登录查看更多内容

Breaking down Gemma, Google’s new open-source AI model

Fast Company

Inspiring the future of business.

发布日期: 2024年2月21日

Welcome to AI Decoded, Fast Company’s weekly LinkedIn newsletter that breaks down the most important news in the world of AI. I’m Mark Sullivan , a senior writer at Fast Company, covering emerging tech, AI, and tech policy.

This week, I’m focusing on why Google is releasing its new Gemma models as open-source.
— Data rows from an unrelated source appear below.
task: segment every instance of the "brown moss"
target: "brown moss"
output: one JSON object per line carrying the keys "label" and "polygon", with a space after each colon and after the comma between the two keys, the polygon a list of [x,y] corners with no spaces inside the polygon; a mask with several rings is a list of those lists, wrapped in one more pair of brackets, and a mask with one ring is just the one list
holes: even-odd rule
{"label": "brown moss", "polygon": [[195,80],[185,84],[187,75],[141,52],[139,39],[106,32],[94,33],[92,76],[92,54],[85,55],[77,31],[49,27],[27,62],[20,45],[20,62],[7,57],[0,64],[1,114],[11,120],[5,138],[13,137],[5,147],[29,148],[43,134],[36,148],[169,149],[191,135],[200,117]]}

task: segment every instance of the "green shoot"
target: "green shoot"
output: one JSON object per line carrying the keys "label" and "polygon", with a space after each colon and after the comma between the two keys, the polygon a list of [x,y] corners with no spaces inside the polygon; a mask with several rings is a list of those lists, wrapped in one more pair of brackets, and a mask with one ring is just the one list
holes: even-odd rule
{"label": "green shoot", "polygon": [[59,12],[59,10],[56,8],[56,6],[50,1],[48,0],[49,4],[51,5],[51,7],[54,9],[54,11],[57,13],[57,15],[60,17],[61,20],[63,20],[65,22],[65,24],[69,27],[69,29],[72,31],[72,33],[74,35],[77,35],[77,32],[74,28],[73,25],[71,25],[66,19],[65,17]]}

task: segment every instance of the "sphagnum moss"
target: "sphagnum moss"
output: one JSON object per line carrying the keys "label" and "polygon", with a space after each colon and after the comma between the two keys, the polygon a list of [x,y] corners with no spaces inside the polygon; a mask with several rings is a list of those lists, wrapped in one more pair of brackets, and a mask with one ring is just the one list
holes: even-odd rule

I also look at the implications and limitations of OpenAI’s new Sora video generator, as well as how Google Gemini’s huge context window might be used in practice.?

Sign up to receive this newsletter every week via email here or through LinkedIn here . And if you have comments on this issue and/or ideas for future ones, drop me a line at [email protected] , and follow me on X (formerly Twitter) @thesullivan .

Google revives its open-source game with Gemma models

Google announced today a set of new large language models, collectively called “Gemma,” and a return to the practice of releasing new research into the open-source ecosystem. The new models were developed by Google DeepMind and other teams within the company that already brought us the state-of-the-art Gemini models.?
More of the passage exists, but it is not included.